FXでは、1つのポジションごとの損失額を管理していても、複数のポジションを同時に持つことで、口座全体のリスクが大きくなることがあります。
たとえば、1つのトレードで1,000円までしか損失を許容していなくても、3つのポジションを同時に持ち、それぞれが損切りになれば、合計損失は3,000円になります。

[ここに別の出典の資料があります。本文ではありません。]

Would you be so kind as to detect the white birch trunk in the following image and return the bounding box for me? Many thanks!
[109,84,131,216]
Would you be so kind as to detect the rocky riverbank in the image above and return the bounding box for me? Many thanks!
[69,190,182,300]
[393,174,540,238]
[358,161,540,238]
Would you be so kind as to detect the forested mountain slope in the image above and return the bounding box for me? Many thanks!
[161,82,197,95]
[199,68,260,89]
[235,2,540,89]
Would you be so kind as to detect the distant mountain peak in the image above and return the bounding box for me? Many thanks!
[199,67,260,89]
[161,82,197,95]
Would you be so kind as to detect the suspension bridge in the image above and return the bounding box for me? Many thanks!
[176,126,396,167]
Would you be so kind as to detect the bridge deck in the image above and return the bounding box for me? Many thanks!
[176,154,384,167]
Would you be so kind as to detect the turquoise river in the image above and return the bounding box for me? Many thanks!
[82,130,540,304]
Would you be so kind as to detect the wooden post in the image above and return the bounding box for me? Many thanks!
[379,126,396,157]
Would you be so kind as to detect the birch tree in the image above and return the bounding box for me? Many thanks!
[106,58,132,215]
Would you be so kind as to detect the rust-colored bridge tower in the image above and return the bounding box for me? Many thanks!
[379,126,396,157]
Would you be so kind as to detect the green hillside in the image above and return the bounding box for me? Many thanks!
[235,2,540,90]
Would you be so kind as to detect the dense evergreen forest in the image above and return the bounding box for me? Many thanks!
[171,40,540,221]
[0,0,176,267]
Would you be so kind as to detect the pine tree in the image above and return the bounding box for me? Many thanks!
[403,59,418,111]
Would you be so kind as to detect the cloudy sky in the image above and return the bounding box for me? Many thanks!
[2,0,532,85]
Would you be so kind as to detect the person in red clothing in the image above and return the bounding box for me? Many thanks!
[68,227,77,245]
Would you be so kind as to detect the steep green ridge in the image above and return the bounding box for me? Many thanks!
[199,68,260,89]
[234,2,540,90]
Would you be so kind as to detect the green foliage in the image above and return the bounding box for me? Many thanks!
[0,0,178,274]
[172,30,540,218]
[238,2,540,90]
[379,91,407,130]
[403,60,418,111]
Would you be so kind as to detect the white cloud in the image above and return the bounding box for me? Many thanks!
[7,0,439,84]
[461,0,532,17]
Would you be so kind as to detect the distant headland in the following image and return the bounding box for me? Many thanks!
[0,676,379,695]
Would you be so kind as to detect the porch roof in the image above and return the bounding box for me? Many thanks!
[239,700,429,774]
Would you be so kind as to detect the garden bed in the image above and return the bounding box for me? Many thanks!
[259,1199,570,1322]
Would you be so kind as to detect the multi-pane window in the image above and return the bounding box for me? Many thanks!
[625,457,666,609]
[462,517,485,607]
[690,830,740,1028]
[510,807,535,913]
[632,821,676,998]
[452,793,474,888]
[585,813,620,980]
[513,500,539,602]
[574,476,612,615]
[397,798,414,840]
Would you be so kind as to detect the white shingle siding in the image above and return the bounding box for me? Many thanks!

また、異なる通貨ペアを取引していても、同じ通貨を同じ方向に売買している場合などは、複数のポジションが同時に損失になることがあります。
そのため、複数ポジションを持つときは、
- 各ポジションの想定損失額
- すべてのポジションの合計リスク
- 同じ通貨への偏り
- 通貨ペアの相関
などを確認することが大切です。
この記事では、FXで複数ポジションを持つときのリスクや合計リスクの計算方法、通貨ペアの相関、口座全体のリスクを管理する考え方を初心者向けに解説します。
FXで複数ポジションを持つリスクとは?
複数ポジションを持つこと自体が悪いわけではありません。
注意したいのは、1つずつのポジションだけを見て、口座全体でどの程度のリスクを取っているのかを把握していない状態です。
1つずつのリスクが小さくても合計すると大きくなる
たとえば、同時に3つのポジションを持っていて、それぞれ損切りになった場合の想定損失額が、
- ポジションA:1,000円
- ポジションB:1,000円
- ポジションC:1,000円
だったとします。
すべてが損切りになった場合の想定損失は、
1,000円+1,000円+1,000円=3,000円
です。
1つずつを見ると小さな損失でも、複数のポジションを同時に持てば合計リスクは大きくなります。
そのため、
「1つのトレードでいくらまで負けるか」だけでなく、「保有しているポジション全体ではいくらの損失になる可能性があるか」
まで確認する必要があります。
複数ポジションでは口座全体のリスクを見る
1回のトレードで許容する損失額を決めることは、資金管理の基本です。
1回のトレードでどの程度まで損失を許容するかについては「FXの許容損失は何%?1回の損失額と1%・2%ルールを初心者向けに解説」で詳しく解説しています。
しかし、複数ポジションを同時に持つ場合は、
個別ポジションのリスク
+
口座全体の合計リスク
の両方を見ることが大切です。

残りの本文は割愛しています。